Before my wallowing begins again, I am reminded the Rescuer and Redeemer is here; in the midst of the battle, the struggle with temptation, the sadness of searching, impatience of loneliness. He is here ready to fight for me!

"I am the WAY!" John 14:6 NIV It is easy for me to picture Joshua fiercely claiming the Holy Land for Israel. I can see David leading soldiers into battle returning confidently celebrating the spoils of victory. However, it is sometimes difficult for me to imagine Jesus as our crusader, but this morning, I can hear Him shouting above the crowds, I AM THE WAY!

I am reminded.

I am hopeful.

I am seeking.

I am preparing.

I am ready.

"Being confident of this, that he who began a good work in you will carry it on to completion until the day of Christ Jesus." Philippians 1:6 NIV So, as another year has come to a close and we have already begun a New Year, I study who I am. Yes, I am a teacher, sister, World's Greatest Aunt, writer, adventurer, and a hopeful romantic. However, beyond all of that, I am a GOOD WORK and Christ promises to see that work to completion. That Good Work is not necessarily static, but evolving, situational, opening doors to new opportunities and closing others where a work is finished.
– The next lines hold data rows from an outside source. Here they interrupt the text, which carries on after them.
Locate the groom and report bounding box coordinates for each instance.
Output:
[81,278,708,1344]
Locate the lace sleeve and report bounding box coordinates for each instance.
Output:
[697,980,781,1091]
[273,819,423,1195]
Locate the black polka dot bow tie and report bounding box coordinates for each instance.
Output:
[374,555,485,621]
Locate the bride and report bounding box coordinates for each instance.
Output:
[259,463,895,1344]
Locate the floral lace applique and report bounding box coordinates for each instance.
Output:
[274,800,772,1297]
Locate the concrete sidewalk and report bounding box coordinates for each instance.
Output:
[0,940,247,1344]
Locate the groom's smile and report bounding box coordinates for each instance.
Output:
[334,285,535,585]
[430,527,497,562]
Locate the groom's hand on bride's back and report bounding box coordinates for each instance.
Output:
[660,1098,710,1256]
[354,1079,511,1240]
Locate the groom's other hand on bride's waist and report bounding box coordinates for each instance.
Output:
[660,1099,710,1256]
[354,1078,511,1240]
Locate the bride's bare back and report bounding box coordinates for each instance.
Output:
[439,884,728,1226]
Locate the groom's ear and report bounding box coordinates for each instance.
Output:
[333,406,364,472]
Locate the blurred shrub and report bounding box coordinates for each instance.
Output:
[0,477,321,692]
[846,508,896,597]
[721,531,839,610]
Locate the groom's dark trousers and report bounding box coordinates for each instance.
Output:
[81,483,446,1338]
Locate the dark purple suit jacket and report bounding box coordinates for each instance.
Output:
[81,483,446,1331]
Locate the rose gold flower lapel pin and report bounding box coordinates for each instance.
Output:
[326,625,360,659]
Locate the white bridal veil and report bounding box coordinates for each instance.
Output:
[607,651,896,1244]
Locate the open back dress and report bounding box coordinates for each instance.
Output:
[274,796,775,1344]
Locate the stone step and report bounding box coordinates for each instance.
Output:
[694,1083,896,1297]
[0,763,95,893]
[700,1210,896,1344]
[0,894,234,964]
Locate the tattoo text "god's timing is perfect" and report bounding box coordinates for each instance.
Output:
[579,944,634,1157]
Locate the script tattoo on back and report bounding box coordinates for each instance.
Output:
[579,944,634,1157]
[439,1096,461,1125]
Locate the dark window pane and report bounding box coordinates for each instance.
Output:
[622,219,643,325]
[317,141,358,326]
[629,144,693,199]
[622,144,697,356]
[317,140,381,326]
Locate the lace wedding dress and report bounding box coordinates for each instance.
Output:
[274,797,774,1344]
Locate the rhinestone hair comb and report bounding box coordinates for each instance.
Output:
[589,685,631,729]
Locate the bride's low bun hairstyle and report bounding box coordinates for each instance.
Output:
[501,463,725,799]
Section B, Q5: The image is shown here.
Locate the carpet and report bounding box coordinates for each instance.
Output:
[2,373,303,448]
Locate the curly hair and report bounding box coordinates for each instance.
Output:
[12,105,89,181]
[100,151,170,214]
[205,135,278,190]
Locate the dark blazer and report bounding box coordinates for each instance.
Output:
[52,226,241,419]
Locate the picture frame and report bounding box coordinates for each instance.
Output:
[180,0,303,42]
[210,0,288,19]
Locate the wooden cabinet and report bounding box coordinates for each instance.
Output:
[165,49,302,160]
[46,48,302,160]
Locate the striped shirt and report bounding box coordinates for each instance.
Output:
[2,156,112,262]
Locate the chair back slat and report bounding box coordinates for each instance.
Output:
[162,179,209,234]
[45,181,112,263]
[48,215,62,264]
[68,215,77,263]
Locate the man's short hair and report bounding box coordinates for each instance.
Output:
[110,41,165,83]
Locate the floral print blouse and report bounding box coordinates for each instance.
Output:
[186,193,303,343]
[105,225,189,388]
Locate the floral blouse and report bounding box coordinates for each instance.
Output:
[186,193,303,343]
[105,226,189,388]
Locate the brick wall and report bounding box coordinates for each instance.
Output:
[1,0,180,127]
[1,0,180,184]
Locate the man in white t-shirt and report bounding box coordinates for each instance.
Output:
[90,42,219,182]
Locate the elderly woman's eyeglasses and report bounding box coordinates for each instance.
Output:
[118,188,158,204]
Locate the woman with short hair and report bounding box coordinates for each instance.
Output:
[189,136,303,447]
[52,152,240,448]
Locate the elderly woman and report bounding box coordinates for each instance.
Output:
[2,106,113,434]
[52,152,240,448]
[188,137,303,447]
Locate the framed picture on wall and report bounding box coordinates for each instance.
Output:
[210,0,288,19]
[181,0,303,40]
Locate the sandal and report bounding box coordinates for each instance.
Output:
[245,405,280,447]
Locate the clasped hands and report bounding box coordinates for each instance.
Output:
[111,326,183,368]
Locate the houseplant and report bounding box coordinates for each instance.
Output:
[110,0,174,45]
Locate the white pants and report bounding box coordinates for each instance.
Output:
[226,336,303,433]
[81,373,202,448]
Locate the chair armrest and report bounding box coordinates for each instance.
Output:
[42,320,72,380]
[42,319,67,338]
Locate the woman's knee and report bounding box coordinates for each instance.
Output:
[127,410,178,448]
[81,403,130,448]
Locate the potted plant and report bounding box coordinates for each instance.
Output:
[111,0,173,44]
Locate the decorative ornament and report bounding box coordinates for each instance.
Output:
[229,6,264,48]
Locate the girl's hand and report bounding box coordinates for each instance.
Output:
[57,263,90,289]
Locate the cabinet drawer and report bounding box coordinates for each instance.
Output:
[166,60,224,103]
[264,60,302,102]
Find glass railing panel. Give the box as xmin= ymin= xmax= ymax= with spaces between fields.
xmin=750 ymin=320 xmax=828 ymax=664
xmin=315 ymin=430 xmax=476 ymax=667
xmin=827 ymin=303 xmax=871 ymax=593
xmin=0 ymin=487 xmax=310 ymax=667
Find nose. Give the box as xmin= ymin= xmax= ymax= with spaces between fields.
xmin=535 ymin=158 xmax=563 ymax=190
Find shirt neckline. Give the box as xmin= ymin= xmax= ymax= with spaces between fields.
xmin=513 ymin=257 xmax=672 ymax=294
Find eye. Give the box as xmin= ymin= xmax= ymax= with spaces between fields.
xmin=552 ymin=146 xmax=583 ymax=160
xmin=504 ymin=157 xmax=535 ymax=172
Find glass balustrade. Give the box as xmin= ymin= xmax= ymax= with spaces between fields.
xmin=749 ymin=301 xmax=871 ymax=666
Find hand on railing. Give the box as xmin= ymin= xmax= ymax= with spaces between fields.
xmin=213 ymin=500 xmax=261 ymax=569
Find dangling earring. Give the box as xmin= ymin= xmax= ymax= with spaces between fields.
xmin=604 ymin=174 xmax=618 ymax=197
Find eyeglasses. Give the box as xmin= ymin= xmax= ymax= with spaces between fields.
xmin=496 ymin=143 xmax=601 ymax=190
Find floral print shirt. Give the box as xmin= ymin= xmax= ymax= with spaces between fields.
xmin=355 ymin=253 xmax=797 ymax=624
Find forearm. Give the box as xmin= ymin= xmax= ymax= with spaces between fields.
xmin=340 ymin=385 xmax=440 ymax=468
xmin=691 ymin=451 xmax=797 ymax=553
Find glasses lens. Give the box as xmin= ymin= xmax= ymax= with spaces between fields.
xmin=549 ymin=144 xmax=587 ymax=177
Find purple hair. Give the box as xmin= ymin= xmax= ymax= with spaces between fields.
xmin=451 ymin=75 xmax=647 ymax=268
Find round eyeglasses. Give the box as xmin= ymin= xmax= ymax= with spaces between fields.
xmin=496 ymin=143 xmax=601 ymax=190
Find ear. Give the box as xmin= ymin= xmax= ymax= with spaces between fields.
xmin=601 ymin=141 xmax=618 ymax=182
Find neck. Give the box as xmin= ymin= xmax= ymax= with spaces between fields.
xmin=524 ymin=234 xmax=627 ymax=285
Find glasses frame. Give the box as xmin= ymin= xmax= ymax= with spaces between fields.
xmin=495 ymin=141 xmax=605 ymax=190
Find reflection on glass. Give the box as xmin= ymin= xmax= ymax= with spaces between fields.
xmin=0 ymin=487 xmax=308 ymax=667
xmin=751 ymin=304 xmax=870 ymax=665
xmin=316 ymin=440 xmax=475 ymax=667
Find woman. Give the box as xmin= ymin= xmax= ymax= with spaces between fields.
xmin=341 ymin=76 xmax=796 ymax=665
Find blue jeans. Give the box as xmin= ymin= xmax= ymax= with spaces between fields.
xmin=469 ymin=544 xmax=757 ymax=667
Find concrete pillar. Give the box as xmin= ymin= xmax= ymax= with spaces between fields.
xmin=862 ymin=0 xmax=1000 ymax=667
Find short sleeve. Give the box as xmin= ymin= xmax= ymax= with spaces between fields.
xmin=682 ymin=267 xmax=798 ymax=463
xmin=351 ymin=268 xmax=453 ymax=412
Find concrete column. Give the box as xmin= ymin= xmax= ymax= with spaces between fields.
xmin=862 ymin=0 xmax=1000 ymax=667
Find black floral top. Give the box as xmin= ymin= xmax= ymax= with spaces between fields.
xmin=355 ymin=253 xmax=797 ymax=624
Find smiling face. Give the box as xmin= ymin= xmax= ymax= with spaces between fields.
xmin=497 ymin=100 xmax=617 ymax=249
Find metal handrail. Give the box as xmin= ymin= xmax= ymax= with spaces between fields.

Putting myself in a box limits the work of the Holy Spirit. He wants to pour out gallons of blessings, but I am too much of a coward and ask for it a teaspoon at a time. But, if I focus on the I Am, I will discover who I am along the way.

Sarah E. Kincaid is a teacher at Belfry High School. A graduate of Alice Lloyd College and Morehead State University, Kincaid has a BS Social Studies, BA Biological Sciences, and MS Biology. She was an adjunct professor for several years at Southern West Virginia Community and Technical College and now serves as a Dual Credit Professor through the University of Pikeville teaching Anatomy and Physiology.